Il federalismo svizzero è nato dalla ricerca del compromesso e dall’incontro tra entità fondamentalmente diverse: germanofoni, francofoni e italofoni; cattolici e protestanti; industria e agricoltura; città e campagna.

La Giornata internazionale della democrazia ci ricorda che la democrazia non può essere data per scontata e deve essere vissuta, coltivata e promossa da tutti. Cosa si può fare per rafforzare la democrazia svizzera?

La minaccia più grande per la democrazia svizzera viene dal basso, ossia dal calo di interesse dei cittadini per le elezioni cantonali e comunali. La partecipazione diminuisce praticamente ovunque. Naturalmente sembra più facile votare su questioni di principio, come fermare l’espansione urbana o frenare l’immigrazione: basta votare sì o no. Ma in ultima analisi sono i livelli inferiori a decidere come il risultato delle votazioni deve essere concretizzato – a casa, a scuola, nei trasporti o sul posto di lavoro. E dalle decisioni dei livelli inferiori si può imparare molto: quali innovazioni hanno avuto successo e perché, quali esperimenti sono falliti e perché? Non ha senso avere una splendida terrazza sul tetto se il resto della casa sta crollando e non ce ne accorgiamo nemmeno.

Dovremmo prenderci cura non solo della democrazia ma anche del federalismo. Quali sono, secondo lei, le maggiori sfide per il federalismo svizzero? E quali sono le soluzioni?

Come già detto, il federalismo ha un problema di immagine. Se ne parla solo quando i suoi interventi sono contestati, proprio come con un arbitro.

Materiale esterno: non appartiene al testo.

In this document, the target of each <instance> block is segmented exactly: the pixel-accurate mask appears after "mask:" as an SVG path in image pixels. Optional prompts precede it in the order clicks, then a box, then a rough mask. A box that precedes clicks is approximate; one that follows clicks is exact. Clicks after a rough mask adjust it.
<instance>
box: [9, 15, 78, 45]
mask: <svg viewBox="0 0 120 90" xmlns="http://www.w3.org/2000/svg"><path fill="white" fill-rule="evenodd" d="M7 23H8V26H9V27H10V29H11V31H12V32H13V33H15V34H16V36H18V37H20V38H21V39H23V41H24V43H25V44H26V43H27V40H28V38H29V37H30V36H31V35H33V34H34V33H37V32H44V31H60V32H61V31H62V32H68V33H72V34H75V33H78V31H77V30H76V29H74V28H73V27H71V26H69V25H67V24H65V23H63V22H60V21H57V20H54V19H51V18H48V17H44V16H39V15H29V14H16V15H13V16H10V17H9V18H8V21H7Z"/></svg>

Nel peggiore dei casi, è sinonimo di blocco antidemocratico, come quando l’iniziativa per le multinazionali responsabili è fallita perché non ha ottenuto la maggioranza dei Cantoni, o addirittura di discriminazione, come nel caso del suffragio femminile in Appenzello. In entrambi i casi si è trattato di decisioni perfettamente democratiche quantomeno secondo le regole vigenti all’epoca. Ma il federalismo è molto di più. È diversità, tolleranza, concorrenza, innovazione, identità, solidarietà, integrazione. Servono però persone in grado di promuovere in modo credibile queste e altre caratteristiche positive, dando risalto ai vantaggi del federalismo. Organizzeremo una mostra sul federalismo al Forum politico di Berna (Polit-Forum) nell’estate del 2025 dedicata proprio a questi aspetti. Siamo lieti di ricevere idee e spunti concreti dai Cantoni e dai Comuni, ma ovviamente anche dalla Confederazione e dai cittadini e cittadine, all’insegna del motto democratico: del popolo, dal popolo, per il popolo.


A proposito di Sean Müller

Sean Müller è professore assistente presso l’Istituto di studi politici dell’Università di Losanna. Si occupa di ricerca sul federalismo svizzero e comparato e sulla democrazia diretta.